(HealthDay)—For infants with uncomplicated, late-onset group B Streptococcus (GBS) bacteremia, a shortened intravenous (IV) course of antibiotic therapy is sometimes prescribed and is associated with low rates of disease recurrence and treatment failure, according to a study published online Oct. 11 in Pediatrics.
Eric R. Coon, M.D., from the University of Utah School of Medicine in Salt Lake City, and colleagues conducted a multicenter retrospective cohort study of infants aged 7 days to 4 months who were admitted to children's hospitals with GBS bacteremia. They analyzed the primary outcome of readmission for GBS bacteremia, meningitis, or osteomyelitis in the first year of life for those receiving shortened and prolonged IV antibiotic courses.

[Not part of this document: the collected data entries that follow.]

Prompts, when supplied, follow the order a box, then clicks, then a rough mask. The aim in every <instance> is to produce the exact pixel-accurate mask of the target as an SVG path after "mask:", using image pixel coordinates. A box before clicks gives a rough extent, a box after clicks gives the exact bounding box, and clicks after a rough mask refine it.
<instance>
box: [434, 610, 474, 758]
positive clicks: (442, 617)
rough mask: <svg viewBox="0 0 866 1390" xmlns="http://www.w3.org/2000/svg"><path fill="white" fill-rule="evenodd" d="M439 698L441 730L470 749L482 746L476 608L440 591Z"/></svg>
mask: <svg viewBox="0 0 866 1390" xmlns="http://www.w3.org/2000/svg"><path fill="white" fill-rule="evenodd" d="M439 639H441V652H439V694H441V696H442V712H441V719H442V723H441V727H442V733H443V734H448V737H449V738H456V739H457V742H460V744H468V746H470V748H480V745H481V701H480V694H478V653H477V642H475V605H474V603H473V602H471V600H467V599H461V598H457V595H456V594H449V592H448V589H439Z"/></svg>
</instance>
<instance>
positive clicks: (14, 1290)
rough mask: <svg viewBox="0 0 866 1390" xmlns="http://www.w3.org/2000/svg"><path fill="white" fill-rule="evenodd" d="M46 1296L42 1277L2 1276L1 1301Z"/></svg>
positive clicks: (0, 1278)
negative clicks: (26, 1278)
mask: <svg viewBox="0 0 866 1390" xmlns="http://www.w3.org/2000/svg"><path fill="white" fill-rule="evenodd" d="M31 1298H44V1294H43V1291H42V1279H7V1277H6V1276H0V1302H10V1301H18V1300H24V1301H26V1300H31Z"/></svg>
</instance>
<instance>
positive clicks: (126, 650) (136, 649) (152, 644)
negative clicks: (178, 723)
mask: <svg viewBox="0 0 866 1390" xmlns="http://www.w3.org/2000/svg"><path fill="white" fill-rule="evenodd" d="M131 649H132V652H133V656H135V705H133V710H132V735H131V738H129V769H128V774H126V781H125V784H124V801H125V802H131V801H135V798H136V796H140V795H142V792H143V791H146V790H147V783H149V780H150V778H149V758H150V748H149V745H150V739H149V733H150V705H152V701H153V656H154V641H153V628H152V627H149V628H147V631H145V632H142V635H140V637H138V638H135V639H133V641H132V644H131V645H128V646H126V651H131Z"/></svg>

The researchers found that 79 and 21 percent of the 775 infants who were diagnosed with uncomplicated, late-onset GBS bacteremia received a prolonged IV course and a shortened course, respectively. There was variation in the rates of treatment with shortened IV courses by hospital (range, 0 to 67 percent). GBS recurrence occurred in 1.8 and 2.3 percent of patients in the shortened and prolonged IV duration groups, respectively (adjusted absolute risk difference, −0.2 percent; 95 percent confidence interval, −3 to 2.5 percent).
"Despite recommendations to treat uncomplicated, late-onset group B Streptococcus bacteremia with prolonged IV antibiotic therapy, shortened courses are prescribed, with low rates of disease recurrence and treatment failure," the authors write.